7. Summary and Conclusion

In our work we have discussed the possibility of applying the waveform flexibility concept with adaptive spectrum resource assignment to network slicing. The proposed heuristic algorithms for waveform selection and frequency assignment are designed to maximise the revenue of the spectrum and infrastructure provider under the constraint that the assumed quality of service metrics per each slice is guaranteed. Thus, in the first step, which is common for all proposed algorithms, we decided to select such a waveform that, on the one hand, fulfils all requirements specified for the certain network slice (e.g., minimum rate) and, on the other, minimises energy consumption required for data processing. In a nutshell, at all times the simplest possible waveform is selected. Next, once the waveform is selected and the corresponding bandwidth is known, three various approaches to frequency assignment have been tested. The performance of these methods has been verified in four simulation use cases.

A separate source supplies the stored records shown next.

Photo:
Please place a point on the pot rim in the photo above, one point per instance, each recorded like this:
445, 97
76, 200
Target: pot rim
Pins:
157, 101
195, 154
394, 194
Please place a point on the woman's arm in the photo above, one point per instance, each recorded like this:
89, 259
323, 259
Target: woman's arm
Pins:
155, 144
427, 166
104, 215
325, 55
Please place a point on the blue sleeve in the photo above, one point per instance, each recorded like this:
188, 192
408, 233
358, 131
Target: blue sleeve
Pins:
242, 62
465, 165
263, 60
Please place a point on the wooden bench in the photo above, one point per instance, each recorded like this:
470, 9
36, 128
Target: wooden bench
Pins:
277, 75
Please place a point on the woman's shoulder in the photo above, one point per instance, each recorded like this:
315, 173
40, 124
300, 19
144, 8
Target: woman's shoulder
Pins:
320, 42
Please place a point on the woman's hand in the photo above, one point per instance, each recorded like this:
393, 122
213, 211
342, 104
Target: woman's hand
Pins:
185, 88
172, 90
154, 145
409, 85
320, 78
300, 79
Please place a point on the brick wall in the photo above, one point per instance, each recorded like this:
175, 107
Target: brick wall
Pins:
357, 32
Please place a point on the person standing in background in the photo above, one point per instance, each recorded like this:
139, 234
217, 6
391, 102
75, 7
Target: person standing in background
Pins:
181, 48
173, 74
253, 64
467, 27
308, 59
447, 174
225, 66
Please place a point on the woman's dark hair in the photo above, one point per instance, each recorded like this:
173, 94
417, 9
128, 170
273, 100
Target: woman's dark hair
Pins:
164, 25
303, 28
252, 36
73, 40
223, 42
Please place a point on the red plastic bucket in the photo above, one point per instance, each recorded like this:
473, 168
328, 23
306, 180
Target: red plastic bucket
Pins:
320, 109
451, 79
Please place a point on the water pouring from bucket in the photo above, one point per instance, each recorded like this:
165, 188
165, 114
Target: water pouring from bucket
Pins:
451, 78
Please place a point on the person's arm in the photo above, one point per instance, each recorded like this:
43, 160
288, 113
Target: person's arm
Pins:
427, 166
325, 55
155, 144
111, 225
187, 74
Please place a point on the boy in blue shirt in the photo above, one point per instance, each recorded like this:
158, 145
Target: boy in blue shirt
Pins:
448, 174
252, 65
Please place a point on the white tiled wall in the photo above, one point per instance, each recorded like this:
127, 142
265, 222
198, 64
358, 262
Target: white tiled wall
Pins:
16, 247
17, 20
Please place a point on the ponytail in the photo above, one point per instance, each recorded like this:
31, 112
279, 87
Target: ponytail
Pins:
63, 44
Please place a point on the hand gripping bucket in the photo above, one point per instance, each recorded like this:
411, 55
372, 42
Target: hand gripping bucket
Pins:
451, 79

The obtained results present the performance of these methods indicating that there are ways to optimise the spectrum fragmentation. It has to be stated that the results highly depend on various parameters (such as traffic intensity and definition of the slice in terms of physical and medium access control layers), and thus further investigations toward minimisation of spectrum fragmentation are possible. In a nutshell, however, the results presented in this work prove that there is a possibility of flexible and adaptive resource assignment that would be highly helpful in the practical implementation of network slice concept.

Data Availability

No data were used to support this study.

Conflicts of Interest

The authors declare that there are no conflicts of interest regarding the publication of this paper.

Acknowledgments

The presented work has been funded by, first, the National Science Centre in Poland within the SONATA Project based on decision no. DEC-2015/17/D/ST7/04078 and, second, by the Polish Ministry of Science and Higher Education within the Status Activity Task (in 2019).